# DataMop Tutorial

Welcome to the tutorial for `datamop`, the ultimate Python package for cleaning and preparing your datasets with minimal effort. Data cleaning can often feel like the most tedious part of any data analysis or machine learning project. Missing values, inconsistent scales, and different data types can slow you down and distract from the real task: extracting insights from your data.

That is where `datamop` package comes in! This powerful, easy-to-use package automates many of the common data cleaning tasks, like imputing missing values, encoding categorical features and scaling numerical features, saving you time and effort while ensuring your data is consistent, complete, and ready for analysis.

Here we will show example usages for each function in the package, including `sweep_nulls`, `column_encoder`, and `column_scaler`. Your messy data will be ready to use after using this robust package. With `datamop`, you can focus more on analysis and less on tedious preprocessing. 

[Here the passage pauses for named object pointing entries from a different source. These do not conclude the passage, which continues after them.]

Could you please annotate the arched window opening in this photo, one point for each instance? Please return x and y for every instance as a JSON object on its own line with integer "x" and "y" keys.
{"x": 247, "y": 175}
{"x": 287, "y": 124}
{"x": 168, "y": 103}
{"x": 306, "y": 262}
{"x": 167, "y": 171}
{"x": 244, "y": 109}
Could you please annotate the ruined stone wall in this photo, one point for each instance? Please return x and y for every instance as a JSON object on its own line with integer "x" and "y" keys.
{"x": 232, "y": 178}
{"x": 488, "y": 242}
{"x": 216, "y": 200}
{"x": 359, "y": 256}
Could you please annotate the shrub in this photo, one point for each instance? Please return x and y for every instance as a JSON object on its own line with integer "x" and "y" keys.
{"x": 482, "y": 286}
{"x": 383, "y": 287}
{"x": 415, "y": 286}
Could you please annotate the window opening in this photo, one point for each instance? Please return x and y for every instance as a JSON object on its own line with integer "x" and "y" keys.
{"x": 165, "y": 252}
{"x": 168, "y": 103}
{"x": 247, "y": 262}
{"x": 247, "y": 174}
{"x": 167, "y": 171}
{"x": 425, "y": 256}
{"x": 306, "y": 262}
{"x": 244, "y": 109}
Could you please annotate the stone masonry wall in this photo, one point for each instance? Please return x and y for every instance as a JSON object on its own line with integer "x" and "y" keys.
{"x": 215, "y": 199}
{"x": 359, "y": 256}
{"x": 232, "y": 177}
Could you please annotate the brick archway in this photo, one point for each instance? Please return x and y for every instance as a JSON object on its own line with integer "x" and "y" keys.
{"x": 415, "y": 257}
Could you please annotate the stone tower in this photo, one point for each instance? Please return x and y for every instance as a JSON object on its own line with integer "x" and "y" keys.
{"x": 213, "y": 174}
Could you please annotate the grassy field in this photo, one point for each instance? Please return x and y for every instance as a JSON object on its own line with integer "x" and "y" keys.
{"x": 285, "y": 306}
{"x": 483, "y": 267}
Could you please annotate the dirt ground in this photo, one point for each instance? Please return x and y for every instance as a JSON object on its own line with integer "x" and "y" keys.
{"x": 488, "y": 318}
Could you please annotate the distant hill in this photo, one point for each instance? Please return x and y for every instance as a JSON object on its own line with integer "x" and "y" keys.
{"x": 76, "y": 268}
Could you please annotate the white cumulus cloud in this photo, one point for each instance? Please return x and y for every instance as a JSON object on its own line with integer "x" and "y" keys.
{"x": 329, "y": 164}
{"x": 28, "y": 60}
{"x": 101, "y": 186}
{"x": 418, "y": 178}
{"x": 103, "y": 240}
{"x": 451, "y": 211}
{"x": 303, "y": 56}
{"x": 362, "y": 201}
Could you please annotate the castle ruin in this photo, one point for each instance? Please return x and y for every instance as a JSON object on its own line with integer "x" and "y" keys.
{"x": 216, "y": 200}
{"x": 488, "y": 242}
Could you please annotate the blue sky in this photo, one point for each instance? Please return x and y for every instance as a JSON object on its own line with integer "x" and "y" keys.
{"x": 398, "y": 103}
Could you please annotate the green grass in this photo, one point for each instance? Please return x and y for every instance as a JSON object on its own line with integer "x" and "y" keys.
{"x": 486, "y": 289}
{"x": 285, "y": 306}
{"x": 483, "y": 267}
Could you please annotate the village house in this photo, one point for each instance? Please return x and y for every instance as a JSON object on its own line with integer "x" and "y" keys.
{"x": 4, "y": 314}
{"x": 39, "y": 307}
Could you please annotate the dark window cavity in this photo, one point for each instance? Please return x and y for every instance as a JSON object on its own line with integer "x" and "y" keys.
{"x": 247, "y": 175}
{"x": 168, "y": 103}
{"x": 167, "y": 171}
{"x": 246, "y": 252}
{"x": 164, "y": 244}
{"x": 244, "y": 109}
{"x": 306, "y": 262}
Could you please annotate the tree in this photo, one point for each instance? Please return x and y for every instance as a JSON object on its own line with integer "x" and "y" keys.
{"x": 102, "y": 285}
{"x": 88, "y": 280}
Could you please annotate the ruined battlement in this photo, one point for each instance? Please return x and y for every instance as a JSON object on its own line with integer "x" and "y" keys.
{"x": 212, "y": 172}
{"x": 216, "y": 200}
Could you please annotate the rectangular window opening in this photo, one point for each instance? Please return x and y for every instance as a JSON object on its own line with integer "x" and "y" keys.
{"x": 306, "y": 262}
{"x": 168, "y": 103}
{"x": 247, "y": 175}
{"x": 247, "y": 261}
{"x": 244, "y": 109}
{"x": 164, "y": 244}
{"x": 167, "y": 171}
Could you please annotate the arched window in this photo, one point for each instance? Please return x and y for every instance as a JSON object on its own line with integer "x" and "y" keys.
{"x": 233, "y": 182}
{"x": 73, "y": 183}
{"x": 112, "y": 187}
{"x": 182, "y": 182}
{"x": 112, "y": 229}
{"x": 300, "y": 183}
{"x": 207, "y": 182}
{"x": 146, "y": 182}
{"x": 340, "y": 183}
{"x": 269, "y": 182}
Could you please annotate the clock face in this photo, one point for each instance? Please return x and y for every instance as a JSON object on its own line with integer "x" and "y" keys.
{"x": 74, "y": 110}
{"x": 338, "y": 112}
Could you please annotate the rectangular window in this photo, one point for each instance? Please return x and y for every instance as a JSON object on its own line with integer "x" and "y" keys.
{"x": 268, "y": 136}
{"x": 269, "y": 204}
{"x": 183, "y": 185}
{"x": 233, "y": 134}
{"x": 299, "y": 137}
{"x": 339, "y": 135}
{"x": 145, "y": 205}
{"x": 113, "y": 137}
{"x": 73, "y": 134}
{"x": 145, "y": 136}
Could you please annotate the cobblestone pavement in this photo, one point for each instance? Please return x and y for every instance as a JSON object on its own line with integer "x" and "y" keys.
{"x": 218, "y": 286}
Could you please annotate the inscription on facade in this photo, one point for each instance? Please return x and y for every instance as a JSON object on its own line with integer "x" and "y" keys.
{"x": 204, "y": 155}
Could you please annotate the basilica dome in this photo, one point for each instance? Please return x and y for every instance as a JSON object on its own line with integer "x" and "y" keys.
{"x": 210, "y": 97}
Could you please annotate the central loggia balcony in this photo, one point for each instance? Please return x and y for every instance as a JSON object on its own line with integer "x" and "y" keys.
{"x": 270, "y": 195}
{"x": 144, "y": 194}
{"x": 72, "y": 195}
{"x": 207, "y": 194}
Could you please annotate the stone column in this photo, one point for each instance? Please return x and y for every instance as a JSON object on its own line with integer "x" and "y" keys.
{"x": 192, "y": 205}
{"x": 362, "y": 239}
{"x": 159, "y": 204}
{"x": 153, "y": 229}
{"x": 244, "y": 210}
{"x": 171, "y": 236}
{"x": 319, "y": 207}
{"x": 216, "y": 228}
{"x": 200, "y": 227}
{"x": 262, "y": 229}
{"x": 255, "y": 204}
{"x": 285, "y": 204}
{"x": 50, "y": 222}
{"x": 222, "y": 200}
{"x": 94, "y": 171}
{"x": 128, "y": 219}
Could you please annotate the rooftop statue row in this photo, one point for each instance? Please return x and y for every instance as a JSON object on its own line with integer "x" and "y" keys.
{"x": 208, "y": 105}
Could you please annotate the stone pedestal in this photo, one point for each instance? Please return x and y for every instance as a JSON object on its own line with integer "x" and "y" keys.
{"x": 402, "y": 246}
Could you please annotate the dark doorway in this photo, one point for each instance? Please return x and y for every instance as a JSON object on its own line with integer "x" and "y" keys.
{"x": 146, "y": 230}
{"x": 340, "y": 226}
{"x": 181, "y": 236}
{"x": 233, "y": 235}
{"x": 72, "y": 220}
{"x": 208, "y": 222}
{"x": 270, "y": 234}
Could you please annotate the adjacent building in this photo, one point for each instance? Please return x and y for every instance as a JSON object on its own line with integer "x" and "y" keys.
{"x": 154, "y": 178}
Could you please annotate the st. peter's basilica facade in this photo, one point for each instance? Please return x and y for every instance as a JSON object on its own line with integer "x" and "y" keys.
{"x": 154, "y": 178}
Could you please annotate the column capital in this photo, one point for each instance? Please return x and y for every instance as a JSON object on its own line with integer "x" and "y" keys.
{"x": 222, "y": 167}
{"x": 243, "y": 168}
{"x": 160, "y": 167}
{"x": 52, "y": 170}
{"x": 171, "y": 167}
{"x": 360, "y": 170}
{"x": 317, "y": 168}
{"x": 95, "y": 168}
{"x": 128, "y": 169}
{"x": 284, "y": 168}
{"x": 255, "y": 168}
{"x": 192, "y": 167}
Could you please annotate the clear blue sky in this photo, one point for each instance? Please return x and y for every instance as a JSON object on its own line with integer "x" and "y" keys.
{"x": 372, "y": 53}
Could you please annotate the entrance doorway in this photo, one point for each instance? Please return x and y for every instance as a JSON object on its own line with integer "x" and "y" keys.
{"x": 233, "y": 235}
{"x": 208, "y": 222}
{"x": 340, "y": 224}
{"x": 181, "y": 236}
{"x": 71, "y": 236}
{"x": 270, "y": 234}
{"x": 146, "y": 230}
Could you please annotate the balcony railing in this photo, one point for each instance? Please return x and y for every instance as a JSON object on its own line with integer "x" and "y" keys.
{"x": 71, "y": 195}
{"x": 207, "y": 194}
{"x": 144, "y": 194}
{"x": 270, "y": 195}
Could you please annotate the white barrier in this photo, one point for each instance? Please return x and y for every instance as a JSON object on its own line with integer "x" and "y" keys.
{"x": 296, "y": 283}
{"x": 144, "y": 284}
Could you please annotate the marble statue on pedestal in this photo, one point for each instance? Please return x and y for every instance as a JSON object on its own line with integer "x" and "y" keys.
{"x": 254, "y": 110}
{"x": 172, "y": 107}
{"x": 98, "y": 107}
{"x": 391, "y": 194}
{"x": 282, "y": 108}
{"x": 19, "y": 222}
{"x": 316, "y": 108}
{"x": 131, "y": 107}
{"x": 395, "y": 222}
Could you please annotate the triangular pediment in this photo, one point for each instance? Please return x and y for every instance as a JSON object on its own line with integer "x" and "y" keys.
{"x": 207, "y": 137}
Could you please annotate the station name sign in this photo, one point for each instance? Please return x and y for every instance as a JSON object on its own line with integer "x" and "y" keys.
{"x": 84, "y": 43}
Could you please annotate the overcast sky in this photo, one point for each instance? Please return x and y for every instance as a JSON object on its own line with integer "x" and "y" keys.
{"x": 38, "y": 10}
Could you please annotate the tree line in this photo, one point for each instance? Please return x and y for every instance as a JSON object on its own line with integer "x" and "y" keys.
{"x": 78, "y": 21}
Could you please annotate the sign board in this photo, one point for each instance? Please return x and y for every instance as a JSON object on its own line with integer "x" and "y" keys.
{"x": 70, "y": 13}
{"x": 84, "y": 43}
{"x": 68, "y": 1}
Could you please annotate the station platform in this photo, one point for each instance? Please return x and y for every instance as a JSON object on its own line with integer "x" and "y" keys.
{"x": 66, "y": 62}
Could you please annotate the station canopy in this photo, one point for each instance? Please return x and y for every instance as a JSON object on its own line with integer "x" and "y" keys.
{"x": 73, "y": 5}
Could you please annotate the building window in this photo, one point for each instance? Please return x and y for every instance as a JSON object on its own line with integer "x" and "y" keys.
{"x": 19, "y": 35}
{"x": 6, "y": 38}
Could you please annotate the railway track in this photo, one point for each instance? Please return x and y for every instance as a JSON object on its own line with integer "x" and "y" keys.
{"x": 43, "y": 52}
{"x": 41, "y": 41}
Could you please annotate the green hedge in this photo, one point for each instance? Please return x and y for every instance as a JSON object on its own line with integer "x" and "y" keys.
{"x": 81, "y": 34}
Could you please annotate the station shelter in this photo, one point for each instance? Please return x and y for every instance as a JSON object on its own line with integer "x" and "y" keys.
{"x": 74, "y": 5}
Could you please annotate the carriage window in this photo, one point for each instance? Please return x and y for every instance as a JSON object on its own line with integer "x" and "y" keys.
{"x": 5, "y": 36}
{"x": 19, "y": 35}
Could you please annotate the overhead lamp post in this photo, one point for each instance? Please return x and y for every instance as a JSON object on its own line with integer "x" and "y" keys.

## Importing and Version Checking


Before we get started, let's install and import the `datamop` package. We will demonstrate each functions in the `datamop` package with examples using the Airbnb Open Data from kaggle.

In [60]:
# import modules
import pandas as pd
import numpy as np
from datamop.sweep_nulls import sweep_nulls
from datamop.column_encoder import column_encoder
from datamop.column_scaler import column_scaler

# import Airbnb Open Data
data = pd.read_csv("../src/data/Airbnb_Open_Data.csv")

## Handling missing values with `sweep_nulls()`

One of the most common challenges in data cleaning process is dealing with missing values. `datamop` provides a convenient method called `sweep_nulls()` to help you handle these issues effortlessly. The `sweep_nulls()` function scans your dataset for missing values and allows you to handle them using various strategies, including 'mean'(numeric only), 'median'(numeric only), 'mode', 'constant', and 'drop'.

Let's start by checking the missing values in the dataset:

In [None]:
data.info()

In [None]:
data.head()

In [None]:
data.isnull().sum()

### Imputing all columns

When dealing with datasets containing missing values across multiple columns, `sweep_nulls()`makes it easy to impute all columns simultaneously. This feature ensures consistent handling of missing data throughout the dataset, whether you’re using the mean, median, mode, or a custom value for imputation.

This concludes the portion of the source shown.